Waiter, There’s a Fly in my Swill

We all have some basic needs in our lives, and I believe that these needs drive our actions. The most basic needs are food, water, and shelter, but I am more interested in the deep rooted needs that drive our day to day actions. Those needs include things like being accepted by others and having some semblance of control over our destiny. Control of our destiny is a nebulous thing as pieces of our destiny are in the hands of some other nitwit. So what is this nitwit to do? I have no control over the other nitwit or the circumstances that are foisted upon me in my day to day doodling by the nitwits that surround me. I think that the serenity prayer sums up the attitude I must embrace to retain my sanity.

God, grant me the serenity to accept the things I cannot change, courage to change the things I can, and wisdom to know the difference.

And while we are focused on control of I have noticed recently that my attention to detail has increased dramatically. When I say detail, I mean in the seemingly inconsequential nuances of life. For example, the lawn gets a lot of my attention during the summer. I cannot stand even one clump of crab grass, broad leaf weed, dandelion, chigger, ant, or beetle to stain the tapestry of existential beauty that my lawn has become. Likewise, my car needs to be clean and odor free both inside and out at all times. My business, investment, and personal financial accounts need to balance to the penny. The bottom line is that all things in the microcosm that is my domain must be clearly reconnoitered, accounted for, and balanced.

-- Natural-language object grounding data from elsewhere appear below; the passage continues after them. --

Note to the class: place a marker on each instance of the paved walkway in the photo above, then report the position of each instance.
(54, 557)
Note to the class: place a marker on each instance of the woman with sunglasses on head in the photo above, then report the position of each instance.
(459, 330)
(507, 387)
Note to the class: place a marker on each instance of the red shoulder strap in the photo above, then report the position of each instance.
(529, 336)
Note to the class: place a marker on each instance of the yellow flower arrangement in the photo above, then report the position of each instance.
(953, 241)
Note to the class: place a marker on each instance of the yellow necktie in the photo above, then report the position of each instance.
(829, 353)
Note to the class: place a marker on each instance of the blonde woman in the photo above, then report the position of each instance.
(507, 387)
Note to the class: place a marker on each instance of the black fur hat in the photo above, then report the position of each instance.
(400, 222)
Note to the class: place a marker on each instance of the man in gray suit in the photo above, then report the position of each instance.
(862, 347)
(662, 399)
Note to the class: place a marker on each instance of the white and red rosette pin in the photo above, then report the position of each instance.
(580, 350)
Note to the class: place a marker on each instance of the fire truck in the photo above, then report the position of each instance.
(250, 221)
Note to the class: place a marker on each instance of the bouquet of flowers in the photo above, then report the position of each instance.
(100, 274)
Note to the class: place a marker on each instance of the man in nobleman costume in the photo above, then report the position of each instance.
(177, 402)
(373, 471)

Now why is this? In my foolish youth it was not this way. My car used to be a petri dish in which I would nurture biological experiments of monstrous proportions. The apartments in which I lived all had one chair, a table, a bed, 2 tons of garbage, and a growing heap of beer cans.  There was no white tornado that could clean up this mess. The best that could be hoped for was a dark gray or brown tornado.

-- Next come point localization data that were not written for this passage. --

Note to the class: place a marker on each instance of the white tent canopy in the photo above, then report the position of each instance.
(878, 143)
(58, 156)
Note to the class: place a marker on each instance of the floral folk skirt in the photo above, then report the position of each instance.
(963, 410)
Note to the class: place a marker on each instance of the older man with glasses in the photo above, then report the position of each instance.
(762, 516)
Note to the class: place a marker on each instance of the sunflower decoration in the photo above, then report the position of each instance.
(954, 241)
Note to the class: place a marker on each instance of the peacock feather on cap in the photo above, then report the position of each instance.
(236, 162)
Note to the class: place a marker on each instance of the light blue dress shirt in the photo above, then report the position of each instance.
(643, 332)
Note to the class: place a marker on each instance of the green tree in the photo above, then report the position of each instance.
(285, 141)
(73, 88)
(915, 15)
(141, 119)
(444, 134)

I do notice a few differences between these two times in my life. During the earlier times, my stance was more agressive, thriving on chaos. It was always best to have about eleventy two irons in the fire at the same time. Wild, restless, and out of control is the best way that I can describe it. Did I have control of the situation? I guess the thought never really crossed my mind, but looking back at it now objectively, it seemed to be out of control.

I think that the reason that things have become so organized now, is all about control. Having not become the ruler of the world in my old age, I must organize and rule what I can to make my life complete. Since I, and most of the old men that I know, have control only over some limited set of resources, we must while away our days organizing the resources that we have absolute control over to make ourselves feel more empowered. Like Superman in his Sanctum Sanctorum, I must have an organized place in which I can while away my time thinking cosmic thoughts. In all truth, the only place that I can very nearly achieve this nirvana is in driving around the country side in my car. Probably the reason that you see so many old men driving around town by themselves on any given day.

This behavior has many manifestations. I see it in the old man chasing kids off his lawn, washing his car in the driveway, trimming the hedges, putting up the Christmas lights, and mulching the garden. I constantly hear my golf buddies bitching about their wives and kids and the messes that they leave. Even my barber gets in on it. Just last week he was howling about his kid not putting the dirty dishes in the dishwasher.

The sole purpose of man can be summed up in a simple interaction between two cartoon characters:

Gee, Brain, what do you want to do tonight?
The same thing we do every night, Pinky – try to take over the world!